The S9, the S9, and the S6. All are bad.
Starting on the Wenge body. Cutting painfully slow.
CNC is done. A few marks to clean up but a relatively uneventful cut out. One problem I have run into on harder materials is the tabs are too small and the work piece would come loose on the last pass. This spells disaster so I have increased the tab size significantly to prevent this.
Some old school router work. I will explain later.
Headstock thickness while the blank is still square then we cut the profile
Looks like a neck now.
Lets get a look at the beast before moving forward.
Lets get the trussrod ready. I had a picture of how I use a rasp in a battery drill to clean out the trussrod nut area but it was blurry.
Tape before epoxy. Trust me on this. Unless you really enjoy cleaning hardened epoxy do this. Especially with oil finishes I do not want any epoxy filling up pores. I know what you are thinking "You haven't even carved that neck yet." If you don't believe me, well, then have fun.
Laying out the neck profiles by hand..
Again you might ask yourself why is he profiling necks by hand when he has a CNC? Because I am faster than the CNC and just as accurate. Right now I am in the middle of 3 builds do in July. They have to be basically done by June 1 in order for the oil finish to cure enough to ship in July.
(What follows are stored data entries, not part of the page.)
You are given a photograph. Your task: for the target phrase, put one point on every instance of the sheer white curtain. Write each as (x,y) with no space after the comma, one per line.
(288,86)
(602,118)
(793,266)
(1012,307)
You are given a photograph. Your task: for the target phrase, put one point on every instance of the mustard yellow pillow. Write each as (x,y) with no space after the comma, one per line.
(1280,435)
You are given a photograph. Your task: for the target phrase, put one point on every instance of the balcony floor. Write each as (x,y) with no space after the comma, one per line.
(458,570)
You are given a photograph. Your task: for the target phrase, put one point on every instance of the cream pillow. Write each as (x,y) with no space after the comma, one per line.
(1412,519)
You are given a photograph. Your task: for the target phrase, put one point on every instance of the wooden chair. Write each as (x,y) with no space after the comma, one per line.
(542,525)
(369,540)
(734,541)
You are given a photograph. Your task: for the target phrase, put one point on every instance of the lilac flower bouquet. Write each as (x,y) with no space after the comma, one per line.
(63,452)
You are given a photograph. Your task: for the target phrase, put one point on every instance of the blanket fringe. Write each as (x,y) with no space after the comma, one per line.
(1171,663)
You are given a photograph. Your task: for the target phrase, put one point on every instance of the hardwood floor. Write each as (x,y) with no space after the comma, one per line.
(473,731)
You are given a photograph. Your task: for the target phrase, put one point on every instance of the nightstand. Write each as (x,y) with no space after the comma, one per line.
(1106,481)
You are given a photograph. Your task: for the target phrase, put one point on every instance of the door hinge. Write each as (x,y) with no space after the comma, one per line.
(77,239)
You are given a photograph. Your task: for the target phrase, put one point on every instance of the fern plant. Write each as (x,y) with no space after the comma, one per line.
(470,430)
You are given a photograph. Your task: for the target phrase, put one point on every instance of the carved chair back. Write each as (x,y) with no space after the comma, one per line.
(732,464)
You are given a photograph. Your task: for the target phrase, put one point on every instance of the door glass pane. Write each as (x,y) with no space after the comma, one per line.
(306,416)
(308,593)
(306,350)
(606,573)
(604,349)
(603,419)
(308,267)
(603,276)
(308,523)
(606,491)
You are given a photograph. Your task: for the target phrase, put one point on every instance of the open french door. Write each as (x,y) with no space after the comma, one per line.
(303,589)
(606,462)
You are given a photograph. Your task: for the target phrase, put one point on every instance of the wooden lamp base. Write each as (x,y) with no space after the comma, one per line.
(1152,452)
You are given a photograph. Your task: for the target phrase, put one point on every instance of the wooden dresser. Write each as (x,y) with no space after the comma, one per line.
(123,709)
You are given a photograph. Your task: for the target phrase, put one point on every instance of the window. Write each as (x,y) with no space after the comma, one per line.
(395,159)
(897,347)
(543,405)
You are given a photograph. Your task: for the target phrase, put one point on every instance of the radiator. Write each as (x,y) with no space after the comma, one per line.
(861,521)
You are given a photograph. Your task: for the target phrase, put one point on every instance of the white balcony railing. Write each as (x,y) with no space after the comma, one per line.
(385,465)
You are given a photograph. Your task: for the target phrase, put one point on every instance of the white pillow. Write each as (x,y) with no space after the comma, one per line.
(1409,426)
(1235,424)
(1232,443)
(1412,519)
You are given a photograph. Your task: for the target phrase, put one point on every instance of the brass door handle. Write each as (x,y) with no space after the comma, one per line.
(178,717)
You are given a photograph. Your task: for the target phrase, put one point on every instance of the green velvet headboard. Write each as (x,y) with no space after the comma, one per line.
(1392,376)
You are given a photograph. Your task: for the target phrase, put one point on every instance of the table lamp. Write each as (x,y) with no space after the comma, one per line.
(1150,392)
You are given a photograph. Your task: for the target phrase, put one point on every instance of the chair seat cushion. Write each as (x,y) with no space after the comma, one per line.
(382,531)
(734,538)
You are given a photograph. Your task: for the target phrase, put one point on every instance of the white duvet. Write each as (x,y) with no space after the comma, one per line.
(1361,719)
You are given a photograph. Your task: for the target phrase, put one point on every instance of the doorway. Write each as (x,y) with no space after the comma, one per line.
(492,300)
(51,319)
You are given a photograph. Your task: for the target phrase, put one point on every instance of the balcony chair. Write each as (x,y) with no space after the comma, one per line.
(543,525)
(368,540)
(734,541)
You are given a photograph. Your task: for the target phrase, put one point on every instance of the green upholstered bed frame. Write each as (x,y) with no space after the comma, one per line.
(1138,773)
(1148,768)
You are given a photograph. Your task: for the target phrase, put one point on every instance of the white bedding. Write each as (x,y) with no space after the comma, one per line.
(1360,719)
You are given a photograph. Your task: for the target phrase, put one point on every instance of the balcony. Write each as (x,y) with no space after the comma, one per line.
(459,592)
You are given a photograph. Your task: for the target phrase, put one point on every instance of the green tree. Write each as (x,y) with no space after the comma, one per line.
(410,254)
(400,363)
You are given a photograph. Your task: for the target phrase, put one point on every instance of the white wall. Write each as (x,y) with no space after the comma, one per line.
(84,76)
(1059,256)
The CNC took a whole Saturday to cut out the Wenge body. I had to slow everything down because of how hard the material is. Normally I can cut out 1.5 Bodies on a Saturday. Anyway while RoboRAD (R4-D5) was cutting bodies I decided to finish up the necks. That means time for some router table.
Get your centering rulers and dial calipers out as it is all old school now.
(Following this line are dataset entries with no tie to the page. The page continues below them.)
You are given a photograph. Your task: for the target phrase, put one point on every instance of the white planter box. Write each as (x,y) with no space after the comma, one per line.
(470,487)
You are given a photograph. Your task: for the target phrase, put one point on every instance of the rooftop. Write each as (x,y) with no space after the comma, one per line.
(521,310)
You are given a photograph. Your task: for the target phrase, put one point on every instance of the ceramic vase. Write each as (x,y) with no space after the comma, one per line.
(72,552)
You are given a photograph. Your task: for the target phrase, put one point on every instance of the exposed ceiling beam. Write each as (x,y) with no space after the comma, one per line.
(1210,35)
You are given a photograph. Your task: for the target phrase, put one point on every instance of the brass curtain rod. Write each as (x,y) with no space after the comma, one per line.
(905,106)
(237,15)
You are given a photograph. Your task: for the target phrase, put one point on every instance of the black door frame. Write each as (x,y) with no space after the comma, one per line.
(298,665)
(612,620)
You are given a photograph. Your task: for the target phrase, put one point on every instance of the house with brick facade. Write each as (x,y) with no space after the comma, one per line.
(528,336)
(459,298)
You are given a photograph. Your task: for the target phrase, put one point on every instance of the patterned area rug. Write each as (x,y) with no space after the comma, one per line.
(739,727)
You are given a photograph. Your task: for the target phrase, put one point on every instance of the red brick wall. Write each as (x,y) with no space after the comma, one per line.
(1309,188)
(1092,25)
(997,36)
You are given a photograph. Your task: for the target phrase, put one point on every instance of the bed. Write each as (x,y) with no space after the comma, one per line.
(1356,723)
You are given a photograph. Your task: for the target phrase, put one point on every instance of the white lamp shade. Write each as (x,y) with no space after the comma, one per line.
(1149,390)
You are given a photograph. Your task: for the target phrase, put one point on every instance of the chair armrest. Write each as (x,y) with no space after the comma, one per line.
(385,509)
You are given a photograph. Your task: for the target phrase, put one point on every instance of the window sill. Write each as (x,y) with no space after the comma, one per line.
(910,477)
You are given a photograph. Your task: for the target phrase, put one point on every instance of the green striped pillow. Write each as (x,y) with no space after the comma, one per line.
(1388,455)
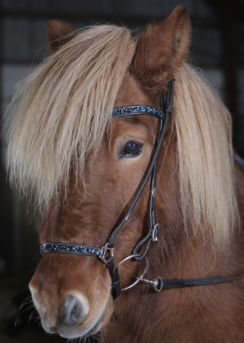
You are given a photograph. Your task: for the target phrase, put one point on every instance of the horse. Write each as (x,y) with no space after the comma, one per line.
(92,169)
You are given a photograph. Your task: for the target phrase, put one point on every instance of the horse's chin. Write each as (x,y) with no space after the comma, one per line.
(82,329)
(88,330)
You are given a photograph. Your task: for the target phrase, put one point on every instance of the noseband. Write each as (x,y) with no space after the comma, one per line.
(158,283)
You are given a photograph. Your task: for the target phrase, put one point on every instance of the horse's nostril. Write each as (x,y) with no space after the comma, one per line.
(74,310)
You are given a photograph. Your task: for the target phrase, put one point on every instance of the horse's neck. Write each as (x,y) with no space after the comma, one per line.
(183,314)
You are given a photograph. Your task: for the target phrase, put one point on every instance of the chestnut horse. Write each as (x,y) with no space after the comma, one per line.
(85,169)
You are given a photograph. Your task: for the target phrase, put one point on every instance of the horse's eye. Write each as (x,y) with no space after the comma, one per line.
(131,149)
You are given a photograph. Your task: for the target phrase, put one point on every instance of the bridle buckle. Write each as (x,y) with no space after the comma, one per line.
(155,233)
(104,249)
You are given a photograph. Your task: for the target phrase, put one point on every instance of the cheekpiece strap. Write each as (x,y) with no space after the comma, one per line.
(134,110)
(68,248)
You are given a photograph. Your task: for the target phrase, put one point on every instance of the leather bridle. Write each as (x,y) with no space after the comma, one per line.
(158,283)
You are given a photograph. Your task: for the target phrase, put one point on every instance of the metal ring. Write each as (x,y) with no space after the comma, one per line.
(144,272)
(156,284)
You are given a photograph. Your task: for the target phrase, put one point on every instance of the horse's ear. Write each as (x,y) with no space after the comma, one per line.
(58,34)
(163,47)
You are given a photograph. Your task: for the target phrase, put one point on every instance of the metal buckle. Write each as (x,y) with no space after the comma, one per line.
(104,249)
(155,233)
(138,279)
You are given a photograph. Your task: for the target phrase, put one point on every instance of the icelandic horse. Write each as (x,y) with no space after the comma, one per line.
(85,167)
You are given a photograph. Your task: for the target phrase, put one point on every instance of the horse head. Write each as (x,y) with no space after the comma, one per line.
(88,167)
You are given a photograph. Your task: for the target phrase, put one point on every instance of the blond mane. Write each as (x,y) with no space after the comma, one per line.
(205,157)
(60,112)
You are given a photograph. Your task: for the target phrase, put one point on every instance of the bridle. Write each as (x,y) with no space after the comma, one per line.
(158,283)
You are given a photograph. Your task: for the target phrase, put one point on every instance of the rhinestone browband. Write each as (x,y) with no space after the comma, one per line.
(70,249)
(133,110)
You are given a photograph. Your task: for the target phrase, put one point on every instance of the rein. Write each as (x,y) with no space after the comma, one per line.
(158,283)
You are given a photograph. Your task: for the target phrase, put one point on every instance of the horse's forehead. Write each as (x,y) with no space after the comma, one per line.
(130,93)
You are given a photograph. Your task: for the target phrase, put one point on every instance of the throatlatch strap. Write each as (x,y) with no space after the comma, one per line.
(178,283)
(114,274)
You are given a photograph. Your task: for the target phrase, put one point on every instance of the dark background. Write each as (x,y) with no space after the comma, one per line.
(217,49)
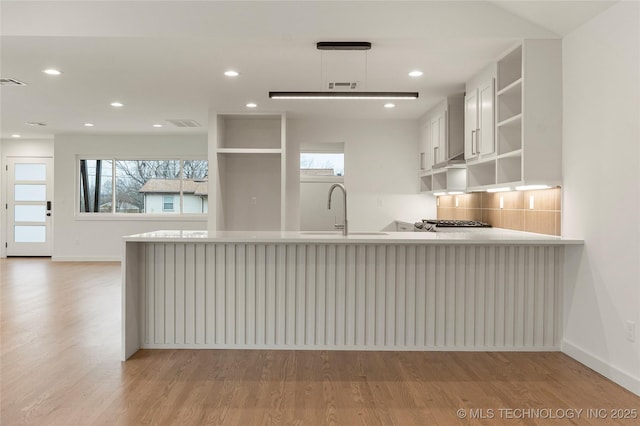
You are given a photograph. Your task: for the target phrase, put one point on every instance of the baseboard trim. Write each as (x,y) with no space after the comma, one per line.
(86,259)
(623,378)
(381,348)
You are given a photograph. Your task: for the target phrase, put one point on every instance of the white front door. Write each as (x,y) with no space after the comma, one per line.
(29,207)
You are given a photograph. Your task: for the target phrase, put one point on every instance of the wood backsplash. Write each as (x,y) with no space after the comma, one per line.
(531,211)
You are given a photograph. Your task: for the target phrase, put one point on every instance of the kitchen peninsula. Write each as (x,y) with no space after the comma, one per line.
(483,289)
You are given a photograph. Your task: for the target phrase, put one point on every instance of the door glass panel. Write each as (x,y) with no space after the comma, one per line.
(30,234)
(30,192)
(30,213)
(26,171)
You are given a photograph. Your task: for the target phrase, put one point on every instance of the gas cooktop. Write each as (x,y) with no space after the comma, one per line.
(450,223)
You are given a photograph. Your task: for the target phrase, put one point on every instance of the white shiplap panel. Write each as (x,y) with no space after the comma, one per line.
(289,296)
(241,295)
(360,283)
(355,296)
(200,286)
(180,296)
(351,307)
(250,294)
(261,280)
(400,294)
(281,292)
(310,303)
(370,295)
(410,297)
(231,286)
(270,303)
(300,297)
(159,289)
(220,290)
(169,294)
(321,291)
(210,294)
(190,293)
(340,295)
After centering and attaching the template I cut as close as I can with the band saw. Normally you would not want to take more than half the diameter of the bit. That is fine for making cabinets but not guitars with figured wood. I do not want the router bit cutting more than half the depth of its carbide blades. That is about .0625" or so. Watch the kerf on the bandsaw as it can be deceiving and leave scratches deeper than your template. You can use the sander to get even closer.
With the router the first pass should always be very small. Just enough to get a clean edge. Since on a neck the only part really left from profiling is the edge of the fretboard this is important.
This is after 2 passes
Be careful removing your templates. Now I have to make a new one.
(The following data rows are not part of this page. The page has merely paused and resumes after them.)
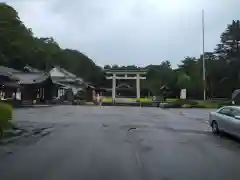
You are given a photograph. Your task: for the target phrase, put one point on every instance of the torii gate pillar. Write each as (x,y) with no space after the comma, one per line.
(136,74)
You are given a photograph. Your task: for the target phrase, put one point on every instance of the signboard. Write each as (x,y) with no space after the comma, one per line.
(183,94)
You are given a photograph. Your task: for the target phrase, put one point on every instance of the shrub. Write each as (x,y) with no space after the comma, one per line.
(5,116)
(206,105)
(181,102)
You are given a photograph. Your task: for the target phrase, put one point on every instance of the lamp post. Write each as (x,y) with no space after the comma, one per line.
(203,56)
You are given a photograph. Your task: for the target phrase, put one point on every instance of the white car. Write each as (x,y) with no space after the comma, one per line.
(226,119)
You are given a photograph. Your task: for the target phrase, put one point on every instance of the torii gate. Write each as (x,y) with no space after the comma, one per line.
(137,74)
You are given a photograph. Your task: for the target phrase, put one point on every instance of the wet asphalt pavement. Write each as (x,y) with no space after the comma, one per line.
(118,143)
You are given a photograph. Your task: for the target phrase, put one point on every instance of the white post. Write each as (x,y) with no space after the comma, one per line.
(138,85)
(203,57)
(114,87)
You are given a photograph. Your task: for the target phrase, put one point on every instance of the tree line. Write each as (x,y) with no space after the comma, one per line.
(19,47)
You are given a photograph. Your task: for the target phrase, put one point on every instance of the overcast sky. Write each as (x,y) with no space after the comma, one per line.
(139,32)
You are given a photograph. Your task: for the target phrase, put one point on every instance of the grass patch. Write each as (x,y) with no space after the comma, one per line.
(5,117)
(143,100)
(207,105)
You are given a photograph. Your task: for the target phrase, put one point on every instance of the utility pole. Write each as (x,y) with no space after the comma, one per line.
(203,56)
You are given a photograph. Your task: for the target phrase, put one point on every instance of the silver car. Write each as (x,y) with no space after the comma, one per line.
(226,119)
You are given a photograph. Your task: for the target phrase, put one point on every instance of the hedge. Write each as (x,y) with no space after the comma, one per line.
(5,116)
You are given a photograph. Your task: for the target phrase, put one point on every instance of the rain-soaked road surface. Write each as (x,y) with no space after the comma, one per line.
(118,143)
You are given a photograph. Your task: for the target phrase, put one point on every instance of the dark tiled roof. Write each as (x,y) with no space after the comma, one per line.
(4,69)
(31,78)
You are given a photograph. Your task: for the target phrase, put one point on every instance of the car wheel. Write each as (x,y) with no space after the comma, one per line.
(215,129)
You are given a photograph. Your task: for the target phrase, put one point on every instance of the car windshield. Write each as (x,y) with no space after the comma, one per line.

Almost ready for fretboard
In order to make Burl Maple bullet proof enough for a metal band I have to resort to crazy things. In the past I have used CA to fill voids and harden the soft spots. I always feel like it dulls the coloring though so we are going a different route.
Enter System Three Mirror Coat epoxy. It is thin, soaks in, and cures hard as a rock with a very clear and shiny finish. We are not really using at a finish just stabilizing the wood. It does not bubble like normal epoxy when mixing so you don't need a vacuum to get it settled into voids. It doesn't yellow. And it is going to last a lot longer than CA.
I coated the blank before machining. This gives the router a solid surface to cut and helped prevent the tear-out common in routing very soft woods.
As you can see R4-D5 is doing something. I call it R4-D5 because I never know when it is going to blow a motivator.
Now we see
I am working pretty fast on this bass and as a result pictures are sparse.
Fretboard aligned and pinned.
Again I say "Basses are big" and I needed new runners for clamping the fretboard on.
If you remember I had to make a new body blank for this so here is the the new blank joined, glued and ready to go.
After the fretboard is glued on I clean up the sides and heal by hand as it is safer than using the router.
Headplate time. Wow I didn't take any other pictures. Slack.